Training for Mountain Biking – think outside the square

Special thanks to Daina Clark for this article on Mountain Bike training. Daina is a senior Podiatrist and Bootcamp Instructor and comes with a lot of knowledge in this area.
This may come as a shock but Mountain Biking is very different to Road Cycling. I know! Who knew?
The tyres are different….
The helmets and gloves are different…..
The skin tight lycra outfit is ditched for more relaxed, baggy clothing…
The riding surface has way more dirt
Plus the dangers of riding in the traffic have been replaced with the dangers of rocks, steep descents and fitting those awesome, super wide handlebars between the not so awesome, super narrow tree gaps
But probably the main difference is the physiological demands of Mountain Biking are much higher than road riding.
Mountain biking is fun but it is hard.
Obviously to do well on a mountain bike you a need certain level of skill. You also need a high aerobic capacity, similar to road riding, but anaerobic power (those gut busting efforts between 30 seconds and 3 minutes) plays a more significant role in performance on a MTB compared to on the road.
Research has shown that 80% of a MTB race time is spent above lactate threshold and the average heart rate during a race is 90% of max.

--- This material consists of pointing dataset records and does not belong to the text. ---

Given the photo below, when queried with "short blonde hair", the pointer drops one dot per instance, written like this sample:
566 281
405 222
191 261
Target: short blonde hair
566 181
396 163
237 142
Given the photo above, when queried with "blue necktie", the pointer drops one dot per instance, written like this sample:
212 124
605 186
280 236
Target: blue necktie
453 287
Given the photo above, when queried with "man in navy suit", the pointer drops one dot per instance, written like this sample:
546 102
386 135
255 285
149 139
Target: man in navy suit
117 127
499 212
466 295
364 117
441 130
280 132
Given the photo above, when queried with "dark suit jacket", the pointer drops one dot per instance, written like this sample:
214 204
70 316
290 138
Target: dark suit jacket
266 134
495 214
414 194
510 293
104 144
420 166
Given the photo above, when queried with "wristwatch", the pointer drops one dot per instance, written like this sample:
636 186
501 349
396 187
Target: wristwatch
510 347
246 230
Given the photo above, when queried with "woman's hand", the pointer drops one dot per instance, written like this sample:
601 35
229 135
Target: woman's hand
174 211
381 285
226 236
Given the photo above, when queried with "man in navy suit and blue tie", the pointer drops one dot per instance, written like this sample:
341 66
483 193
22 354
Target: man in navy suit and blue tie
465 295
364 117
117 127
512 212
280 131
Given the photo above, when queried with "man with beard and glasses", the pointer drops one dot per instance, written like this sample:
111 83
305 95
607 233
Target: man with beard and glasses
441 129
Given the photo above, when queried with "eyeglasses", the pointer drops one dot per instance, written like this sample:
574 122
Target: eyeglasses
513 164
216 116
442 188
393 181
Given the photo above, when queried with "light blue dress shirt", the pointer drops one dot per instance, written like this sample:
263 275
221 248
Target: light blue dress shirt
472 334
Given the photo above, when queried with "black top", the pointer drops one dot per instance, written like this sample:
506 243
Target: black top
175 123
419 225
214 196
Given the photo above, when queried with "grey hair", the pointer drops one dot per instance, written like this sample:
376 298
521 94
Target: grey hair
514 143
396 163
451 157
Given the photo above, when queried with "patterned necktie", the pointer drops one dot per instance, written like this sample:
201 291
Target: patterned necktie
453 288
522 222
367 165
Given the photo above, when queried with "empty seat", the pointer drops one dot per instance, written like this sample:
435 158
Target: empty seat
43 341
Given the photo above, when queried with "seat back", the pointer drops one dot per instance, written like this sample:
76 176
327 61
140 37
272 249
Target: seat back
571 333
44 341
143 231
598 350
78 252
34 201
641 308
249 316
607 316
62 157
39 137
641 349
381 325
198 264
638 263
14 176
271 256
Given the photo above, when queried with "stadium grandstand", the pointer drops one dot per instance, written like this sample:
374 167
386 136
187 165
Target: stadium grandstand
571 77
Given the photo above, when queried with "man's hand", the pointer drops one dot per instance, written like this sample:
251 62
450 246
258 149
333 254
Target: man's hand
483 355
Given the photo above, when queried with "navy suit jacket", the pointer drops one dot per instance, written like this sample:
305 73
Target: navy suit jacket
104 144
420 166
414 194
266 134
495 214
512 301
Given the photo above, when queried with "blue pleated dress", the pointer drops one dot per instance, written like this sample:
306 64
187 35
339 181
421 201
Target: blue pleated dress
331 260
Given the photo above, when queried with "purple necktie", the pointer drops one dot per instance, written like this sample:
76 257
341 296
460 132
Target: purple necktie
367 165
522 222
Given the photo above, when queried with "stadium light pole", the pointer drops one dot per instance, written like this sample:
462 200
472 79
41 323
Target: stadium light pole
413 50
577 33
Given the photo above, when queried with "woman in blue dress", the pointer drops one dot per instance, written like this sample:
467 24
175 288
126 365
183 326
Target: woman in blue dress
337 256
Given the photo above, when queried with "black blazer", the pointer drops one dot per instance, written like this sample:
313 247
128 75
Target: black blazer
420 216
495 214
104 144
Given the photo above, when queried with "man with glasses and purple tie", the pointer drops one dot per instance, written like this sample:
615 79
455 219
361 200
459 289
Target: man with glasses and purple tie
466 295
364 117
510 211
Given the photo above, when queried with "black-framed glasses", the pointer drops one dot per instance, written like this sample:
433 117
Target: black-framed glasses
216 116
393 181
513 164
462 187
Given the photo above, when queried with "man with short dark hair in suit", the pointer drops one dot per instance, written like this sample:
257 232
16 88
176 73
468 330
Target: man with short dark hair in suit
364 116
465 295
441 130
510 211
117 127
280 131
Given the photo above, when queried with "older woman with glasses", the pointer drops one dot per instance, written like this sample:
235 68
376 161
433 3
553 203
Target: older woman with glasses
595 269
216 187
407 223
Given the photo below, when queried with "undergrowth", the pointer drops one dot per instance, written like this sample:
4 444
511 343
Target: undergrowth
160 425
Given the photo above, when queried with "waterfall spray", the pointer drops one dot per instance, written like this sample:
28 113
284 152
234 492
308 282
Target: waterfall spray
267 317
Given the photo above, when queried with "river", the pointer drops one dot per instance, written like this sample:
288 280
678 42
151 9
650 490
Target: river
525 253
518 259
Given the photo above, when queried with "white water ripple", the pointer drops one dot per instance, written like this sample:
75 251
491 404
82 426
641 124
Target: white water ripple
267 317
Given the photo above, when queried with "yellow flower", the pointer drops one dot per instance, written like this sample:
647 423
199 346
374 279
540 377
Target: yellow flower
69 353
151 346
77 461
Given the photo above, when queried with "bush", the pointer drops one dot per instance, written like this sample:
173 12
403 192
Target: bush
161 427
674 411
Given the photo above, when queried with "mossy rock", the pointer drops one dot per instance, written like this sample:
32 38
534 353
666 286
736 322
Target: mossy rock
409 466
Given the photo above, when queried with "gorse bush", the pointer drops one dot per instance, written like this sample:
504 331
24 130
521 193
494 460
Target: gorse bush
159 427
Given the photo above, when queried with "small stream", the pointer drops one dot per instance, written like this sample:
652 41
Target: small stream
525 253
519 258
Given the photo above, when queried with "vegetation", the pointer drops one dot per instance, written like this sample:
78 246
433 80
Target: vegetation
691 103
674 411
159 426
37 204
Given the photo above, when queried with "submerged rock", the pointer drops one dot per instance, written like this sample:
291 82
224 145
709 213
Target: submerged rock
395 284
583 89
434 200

We are talking a seriously epic suffer score on Strava!
The higher intensity of MTB compared to Road comes down to
• Less opportunity for drafting
• The repeated short sharp plus long gruelling hill climbs
• Increased roll resistance of the tyres
• The demands of riding on technical terrain
• Isometric contractions
The first four points are easily understood but what about isometric contractions? An isometric contraction is when your muscle is producing force without a change of joint angle or muscle length. “Showing your biceps” is an example of an isometric contraction. As you brace with your arms and legs when riding the MTB, these isometric contractions increase energy expenditure and increases heart rate response at sub maximal efforts. This is why your heart rate will remain high even when descending Smedley’s compared to how quickly your heart rate recovers when rolling down Castle Hill on your roadie.
Due to this need for isometric muscle action there is potentially a greater positive effect of upper and lower body strength training on performance for the MTBer compared to our roadie friends (we will cover strength training for MTBers in another article – stay tuned)
So what does this all mean for your MTB specific training? Ditch the aimless distance rides and focus in on those race winning, high intensity efforts.
Start by incorporating short sharp intervals twice a week into your training schedule on non-consecutive days and add a slightly longer threshold session into the mix on the weekend.
A MTB specific training week might look something like this:
Tuesday – after a 10 minute warm up, complete 5 x 3 minutes hard efforts with 3 minutes recovery between intervals. You should be feeling the pinch at the end of effort. Push yourself to really nail those 3 minutes.
Thursday – after a 10 minute warm up, 8 x 30 seconds sprint, flat out, as fast and hard as you can go with a 4.5 minute recovery between efforts
Saturday – after a 10 minute warm up complete 2 x 8 minutes, solid effort really pushing in the last 30 seconds. 5 minute of easy pedalling recover between intervals.
Smart, specific MTB training – that’s what needed. Focus in on the efforts that really count. You will see rapid improvements in your fitness and will ensure you get the most bang for your training buck to be smoking it on Under the Radar.